The Sorcerer opens with a cover of “The Beat Goes On” — a bold move in the jazz world of 1967, but in Szabó’s hands, they leap over the hazard of novelty and stretch out the grooves with a low-key menace humming underneath. It’s a statement of intent: this one is not stuck in the jazz club. The set moves between originals and select covers, with Szabó’s signature “Mizrab” offering an early highlight. It’s here that you really grasp what made him so distinct: he plays the guitar like it’s a sitar, a drum, and a saxophone all at once. It’s dextrous, but also incredibly stylish — he’s barely breaking a sweat while turning your brain inside out with a blur of fingers.

There are albums that grow on you, and there are albums that just click. For us, The Sorcerer absolutely clicks — and right from the off.
Without ever being stuck in one gear, it just rolls ever forward, never letting up but without ever feeling rushed.
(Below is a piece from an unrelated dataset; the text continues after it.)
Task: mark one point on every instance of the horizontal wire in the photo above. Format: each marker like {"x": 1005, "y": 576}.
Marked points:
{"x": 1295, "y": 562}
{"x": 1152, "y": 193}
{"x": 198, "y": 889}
The album is so often about perfect balance, floating somewhere between Sunday morning grooves and late night bar-bite. Likewise, Szabó leads clearly as a virtuoso, but it’s never overly showy. Throughout, Jimmy Stewart is right there with him and the dual-guitar interplay is absolutely magic: conversational, exploratory and completely locked in. Even when they’re covering familiar material, they take it somewhere new without ever losing the thread. It is never an album that grandstands; it just simmers between sophistication and accessibility, traditionalism and almost psychedelic zones.

It took sorcery indeed to capture this lightning in a bottle.